I am in the process of writing a biography of Hall of Fame baseball player Arky Vaughan, and I wondered if you knew of anyone in that area who might be willing to talk to me about him. At this point, I’m hoping to find people who might have been fans of Arky, although I realize that’s a long shot, given that he played so long ago. This would have to be people who were very young (teens or pre-teens) who were fans when Arky was playing in the 1930s and 40s.

If you know of anyone interested, please share my contact information.
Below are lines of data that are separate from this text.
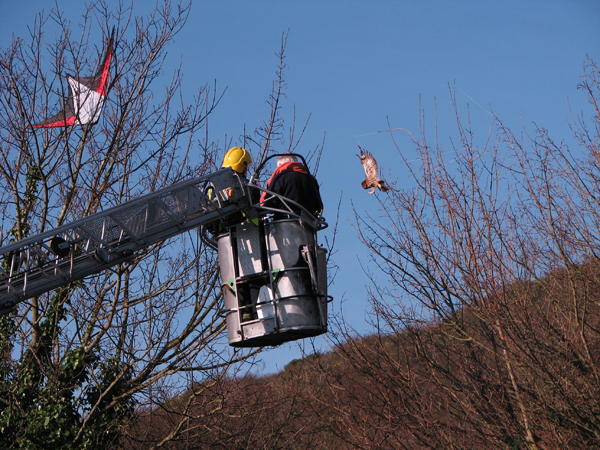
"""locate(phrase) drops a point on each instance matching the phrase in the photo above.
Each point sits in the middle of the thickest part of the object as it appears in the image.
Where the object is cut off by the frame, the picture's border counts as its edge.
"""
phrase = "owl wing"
(369, 164)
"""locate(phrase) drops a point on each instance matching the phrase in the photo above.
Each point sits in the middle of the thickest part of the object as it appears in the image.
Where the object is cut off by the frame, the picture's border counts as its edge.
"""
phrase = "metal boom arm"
(87, 246)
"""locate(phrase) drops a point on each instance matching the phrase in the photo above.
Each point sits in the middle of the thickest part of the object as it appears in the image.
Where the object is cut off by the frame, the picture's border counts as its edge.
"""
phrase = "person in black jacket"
(292, 180)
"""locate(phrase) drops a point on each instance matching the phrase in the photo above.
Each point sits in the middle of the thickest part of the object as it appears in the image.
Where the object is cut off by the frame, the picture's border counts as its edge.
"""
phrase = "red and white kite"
(86, 96)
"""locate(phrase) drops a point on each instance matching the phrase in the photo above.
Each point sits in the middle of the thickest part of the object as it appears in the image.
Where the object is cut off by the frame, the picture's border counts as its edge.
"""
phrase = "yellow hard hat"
(238, 159)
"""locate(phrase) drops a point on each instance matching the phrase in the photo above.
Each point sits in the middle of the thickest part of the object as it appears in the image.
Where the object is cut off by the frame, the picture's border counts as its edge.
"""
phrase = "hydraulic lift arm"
(87, 246)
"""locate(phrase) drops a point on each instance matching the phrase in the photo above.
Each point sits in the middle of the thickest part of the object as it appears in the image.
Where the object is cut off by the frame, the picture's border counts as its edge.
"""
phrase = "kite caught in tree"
(86, 96)
(371, 170)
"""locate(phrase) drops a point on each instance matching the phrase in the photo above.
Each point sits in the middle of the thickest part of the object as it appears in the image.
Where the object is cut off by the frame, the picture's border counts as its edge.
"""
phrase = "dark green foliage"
(67, 403)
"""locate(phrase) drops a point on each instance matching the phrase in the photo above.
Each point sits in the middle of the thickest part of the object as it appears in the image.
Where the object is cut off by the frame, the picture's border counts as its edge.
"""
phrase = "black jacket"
(299, 187)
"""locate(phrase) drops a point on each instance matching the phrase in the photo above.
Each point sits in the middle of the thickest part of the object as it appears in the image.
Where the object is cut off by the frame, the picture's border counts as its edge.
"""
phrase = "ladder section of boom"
(87, 246)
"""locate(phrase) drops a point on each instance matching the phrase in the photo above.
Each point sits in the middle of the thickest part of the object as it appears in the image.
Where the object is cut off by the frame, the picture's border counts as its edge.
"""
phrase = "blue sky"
(354, 65)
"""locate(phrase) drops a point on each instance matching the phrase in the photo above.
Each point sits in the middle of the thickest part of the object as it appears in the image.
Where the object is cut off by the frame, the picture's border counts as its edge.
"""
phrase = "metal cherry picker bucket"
(274, 278)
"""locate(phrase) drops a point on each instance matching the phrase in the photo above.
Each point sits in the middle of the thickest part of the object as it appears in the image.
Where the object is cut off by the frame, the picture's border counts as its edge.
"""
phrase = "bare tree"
(486, 299)
(76, 363)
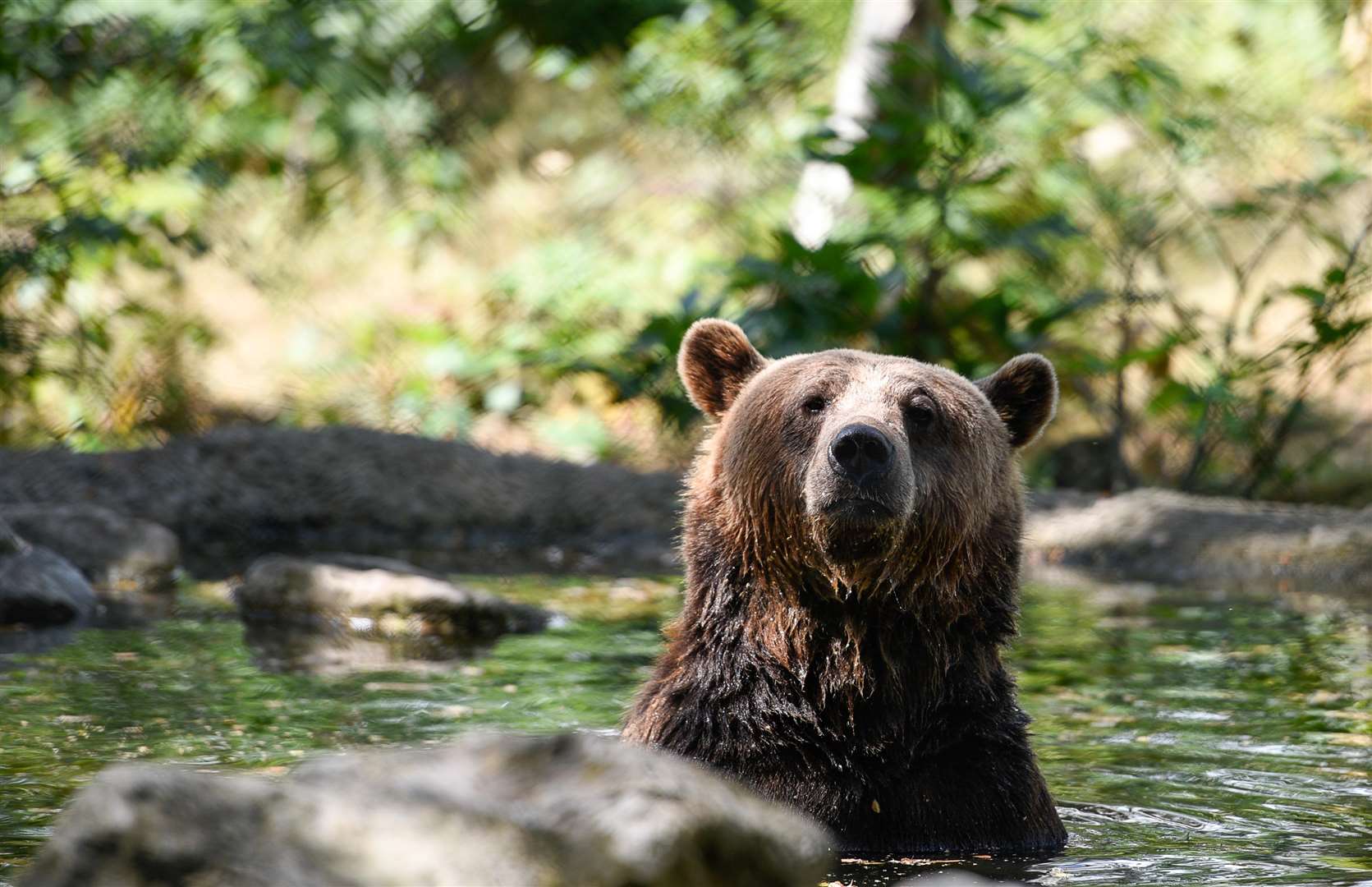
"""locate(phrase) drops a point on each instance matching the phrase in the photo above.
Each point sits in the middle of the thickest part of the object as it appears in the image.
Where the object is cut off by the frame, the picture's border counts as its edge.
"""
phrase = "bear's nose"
(860, 453)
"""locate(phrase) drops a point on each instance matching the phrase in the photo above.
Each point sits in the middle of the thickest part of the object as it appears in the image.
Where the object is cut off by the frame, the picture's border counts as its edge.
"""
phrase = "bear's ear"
(1026, 394)
(717, 359)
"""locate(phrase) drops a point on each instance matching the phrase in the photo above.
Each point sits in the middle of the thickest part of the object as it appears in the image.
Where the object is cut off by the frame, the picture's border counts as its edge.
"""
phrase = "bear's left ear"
(1026, 394)
(717, 359)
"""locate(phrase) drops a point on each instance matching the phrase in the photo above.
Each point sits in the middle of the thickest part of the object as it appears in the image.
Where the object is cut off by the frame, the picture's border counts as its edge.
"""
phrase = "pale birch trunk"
(826, 187)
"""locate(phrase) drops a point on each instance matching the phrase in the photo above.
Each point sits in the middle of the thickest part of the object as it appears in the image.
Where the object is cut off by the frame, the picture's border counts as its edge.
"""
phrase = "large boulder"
(37, 586)
(114, 551)
(342, 613)
(571, 809)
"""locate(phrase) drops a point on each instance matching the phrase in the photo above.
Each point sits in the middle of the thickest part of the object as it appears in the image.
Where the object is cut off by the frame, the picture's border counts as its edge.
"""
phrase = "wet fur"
(867, 692)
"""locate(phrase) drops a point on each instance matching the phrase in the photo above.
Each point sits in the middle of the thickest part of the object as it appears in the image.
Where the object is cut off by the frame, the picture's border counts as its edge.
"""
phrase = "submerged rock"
(37, 586)
(337, 613)
(490, 809)
(114, 551)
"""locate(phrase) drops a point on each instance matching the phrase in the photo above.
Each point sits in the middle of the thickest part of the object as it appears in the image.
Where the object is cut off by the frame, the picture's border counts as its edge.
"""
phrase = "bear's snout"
(860, 453)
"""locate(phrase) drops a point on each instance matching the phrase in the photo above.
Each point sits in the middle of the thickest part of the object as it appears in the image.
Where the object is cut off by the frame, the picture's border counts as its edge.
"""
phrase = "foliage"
(1168, 202)
(992, 223)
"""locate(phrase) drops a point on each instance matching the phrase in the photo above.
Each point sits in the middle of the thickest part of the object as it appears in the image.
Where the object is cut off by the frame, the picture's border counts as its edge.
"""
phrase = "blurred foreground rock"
(339, 613)
(1159, 535)
(571, 809)
(37, 586)
(114, 551)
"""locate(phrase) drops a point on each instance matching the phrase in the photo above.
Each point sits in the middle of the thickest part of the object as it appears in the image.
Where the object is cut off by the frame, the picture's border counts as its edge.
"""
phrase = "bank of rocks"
(1173, 539)
(241, 494)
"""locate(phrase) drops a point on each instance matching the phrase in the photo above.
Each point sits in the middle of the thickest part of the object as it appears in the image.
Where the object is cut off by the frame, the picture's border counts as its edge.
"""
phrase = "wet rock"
(114, 551)
(378, 592)
(37, 586)
(346, 613)
(572, 809)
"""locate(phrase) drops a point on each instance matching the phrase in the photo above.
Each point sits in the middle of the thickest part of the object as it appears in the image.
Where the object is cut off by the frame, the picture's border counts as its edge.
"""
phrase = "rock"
(349, 613)
(350, 586)
(952, 878)
(37, 586)
(112, 551)
(235, 494)
(1161, 535)
(571, 809)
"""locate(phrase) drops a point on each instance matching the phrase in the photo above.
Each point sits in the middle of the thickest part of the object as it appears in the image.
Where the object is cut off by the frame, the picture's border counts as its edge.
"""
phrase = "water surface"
(1190, 738)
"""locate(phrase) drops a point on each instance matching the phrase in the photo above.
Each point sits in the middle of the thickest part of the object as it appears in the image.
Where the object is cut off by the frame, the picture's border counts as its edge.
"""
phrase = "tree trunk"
(826, 187)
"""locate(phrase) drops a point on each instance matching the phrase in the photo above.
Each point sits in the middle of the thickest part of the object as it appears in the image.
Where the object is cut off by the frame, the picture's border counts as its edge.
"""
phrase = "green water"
(1188, 738)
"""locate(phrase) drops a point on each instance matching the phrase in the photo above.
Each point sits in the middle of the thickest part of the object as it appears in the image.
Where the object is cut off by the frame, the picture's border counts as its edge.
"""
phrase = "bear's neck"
(850, 648)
I live in the Pittsburgh area (western Pennsylvania) but still have a 209 area code on my cell phone, as I worked in the Central Valley (Modesto area) and Sierra foothills (Calaveras County) for most of my adult life.

Thanks in advance,

Frank Garland
814-871-5808 (office)
209-605-8008 (cell)
garland003@gannon.edu

ED NOTE: Joseph Floyd ‘Arky’ Vaughan was born on March 9, 1912, in Clifty, Arkansas, a farm village about 25 miles northeast of Fayetteville. When Arky was seven months old, his parents, Robert and Laura Vaughan, moved the family, including two older sisters, to Potter Valley, and then to Ukiah in Mendocino County. They later relocated to Fullerton, California, where Robert found work in the California oilfields. Joseph Floyd Vaughan’s childhood friends began calling him Arky as soon as they learned of his birthplace, and he was known as Arky Vaughan for the rest of his life. Vaughan drowned on Aug. 30, 1952, in Eagleville (Modoc County) in a tragic fishing accident in a lake at the age of 40.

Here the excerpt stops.